Banner’s stomach grumbled inelegantly, and she fixed her eyes on the menu. “You left rather suddenly,” she said, referring to his disappearance on Christmas Day.
“So did you, I’ll wager,” he retorted. “And you didn’t tell my brother you were going, did you?”
Banner looked up. “Of course I did,” she lied.
“You did not. If you had, you wouldn’t be here now.”
Too hungry to argue, Banner simply shrugged.

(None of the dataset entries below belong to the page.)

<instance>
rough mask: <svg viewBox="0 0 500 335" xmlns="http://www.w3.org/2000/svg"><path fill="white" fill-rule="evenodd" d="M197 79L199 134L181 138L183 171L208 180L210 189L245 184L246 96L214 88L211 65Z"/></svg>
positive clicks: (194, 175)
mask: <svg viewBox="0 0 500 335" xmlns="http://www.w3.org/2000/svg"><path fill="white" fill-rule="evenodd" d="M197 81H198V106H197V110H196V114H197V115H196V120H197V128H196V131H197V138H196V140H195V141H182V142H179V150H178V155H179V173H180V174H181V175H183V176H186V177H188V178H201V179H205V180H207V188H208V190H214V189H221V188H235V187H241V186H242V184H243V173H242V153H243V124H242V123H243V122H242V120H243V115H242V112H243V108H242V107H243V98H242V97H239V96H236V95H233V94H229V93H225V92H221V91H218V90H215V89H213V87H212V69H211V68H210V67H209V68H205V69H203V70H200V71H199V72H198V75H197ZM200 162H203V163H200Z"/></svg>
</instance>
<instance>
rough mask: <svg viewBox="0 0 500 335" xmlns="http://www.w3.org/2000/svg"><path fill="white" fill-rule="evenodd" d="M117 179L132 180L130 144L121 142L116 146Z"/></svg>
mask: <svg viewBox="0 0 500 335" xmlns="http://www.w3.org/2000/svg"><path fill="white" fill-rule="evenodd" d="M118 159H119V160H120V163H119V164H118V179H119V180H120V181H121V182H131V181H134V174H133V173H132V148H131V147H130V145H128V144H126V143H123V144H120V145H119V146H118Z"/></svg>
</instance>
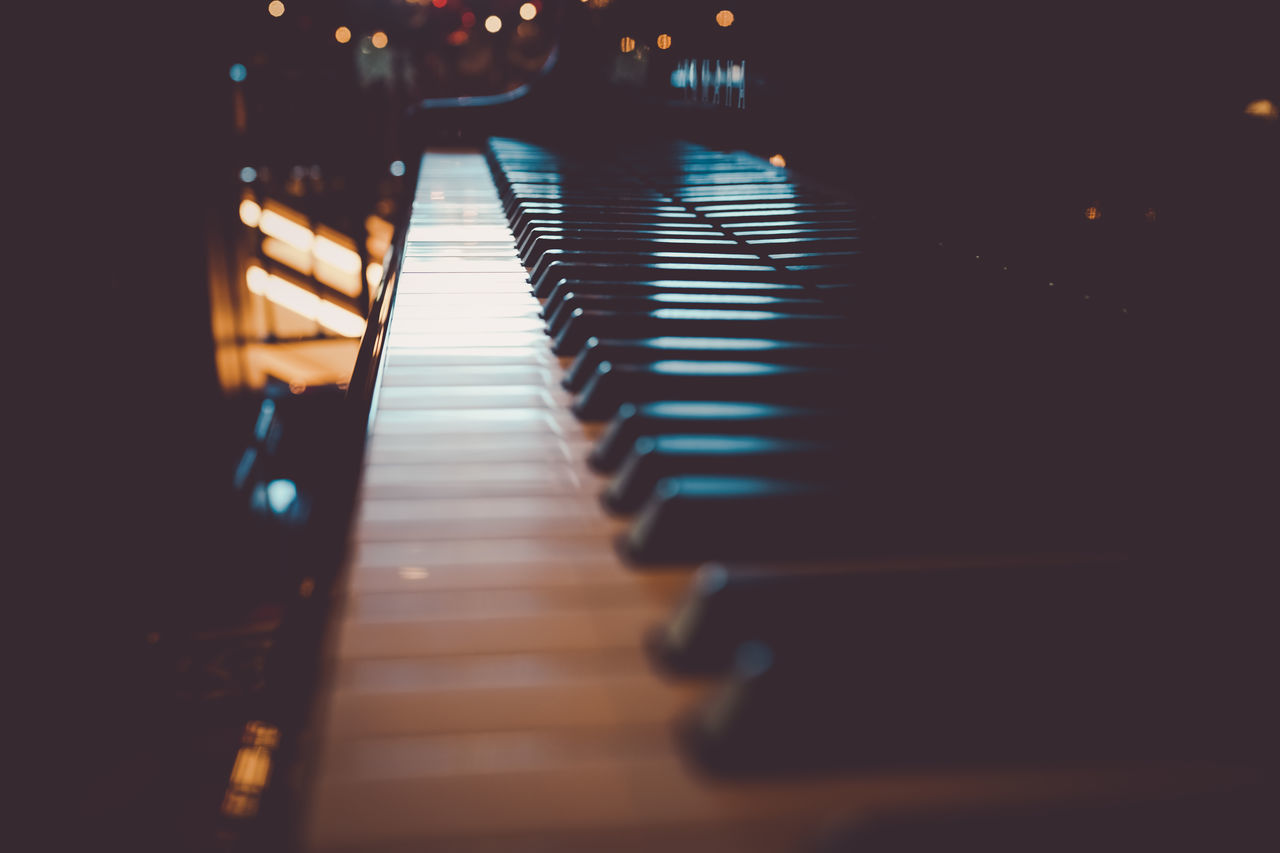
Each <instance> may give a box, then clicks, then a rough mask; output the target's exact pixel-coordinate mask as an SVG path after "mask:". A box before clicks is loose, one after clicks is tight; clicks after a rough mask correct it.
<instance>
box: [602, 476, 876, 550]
mask: <svg viewBox="0 0 1280 853" xmlns="http://www.w3.org/2000/svg"><path fill="white" fill-rule="evenodd" d="M849 519H855V520H856V519H858V515H856V511H855V510H854V506H852V501H851V496H849V494H847V493H845V492H842V491H841V489H840V488H837V487H835V485H829V484H822V483H810V482H804V480H791V479H785V478H764V476H708V475H687V476H672V478H667V479H663V480H660V482H659V483H658V487H657V488H655V489H654V493H653V496H652V497H650V498H649V502H648V503H646V505H645V506H644V508H643V510H641V511H640V514H639V515H637V516H636V519H635V521H634V523H632V524H631V526H630V529H628V530H627V533H626V535H625V537H623V538H621V539H620V543H618V544H620V548H621V551H622V553H623V555H625V556H626V557H627V558H630V560H634V561H635V562H637V564H652V562H690V561H699V560H709V558H716V557H719V558H724V560H745V558H753V557H754V558H762V560H769V558H782V557H792V558H800V560H804V558H810V560H815V558H824V557H831V556H842V555H846V553H851V552H852V551H856V549H858V548H859V546H861V547H863V548H865V547H867V544H865V543H863V542H859V539H860V537H861V535H864V534H865V533H868V532H867V530H864V528H863V525H861V524H859V526H858V528H856V529H854V528H852V526H851V525H850V524H849Z"/></svg>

The waitress returned, first with coffee and then with plates laden with savory roast beef, boiled potatoes, and green beans.
Banner ate hungrily and tried to plan another escape. “Are there—are there personal facilities here?” she asked, when her plate was empty.
Jeff looked amused. “Of course,” he said, nodding toward the lobby.
Banner dabbed at her mouth with her napkin and tried to look innocent. “If you’ll just excuse me for a moment?”
Again he nodded. There was a languid flow to Jeff’s movements as he sat back in his chair and folded his arms.
Banner stood up and walked sedately to the doors leading into the lobby. Her ruse was only partial; she did need to find the conveniences.
She was washing her hands when she remembered that she’d left her cloak and her medical bag in the dining room. How was she to recover them without confronting Jeff?
She was still pondering this dilemma when she opened the door and stepped out into the lobby.
Jeff was there, holding Banner’s bag and cloak and grinning indulgently. Clearly she had not fooled him for a moment. “Ready?” he said.
“Give me my things!” Banner hissed.
He looked down at her shoes, the damp hem of her skirt. Concern and amusement mingled in his face. “No,” he replied flatly.
Banner was tired of dealing with immovable, officious, overbearing Corbins, and she said so in no uncertain terms.
Jeff only shrugged and took her arm in a grasp that was at once painless and totally inescapable. “You’re not going anywhere,” he said. “Except to my room, where you will have a hot bath and some sleep.”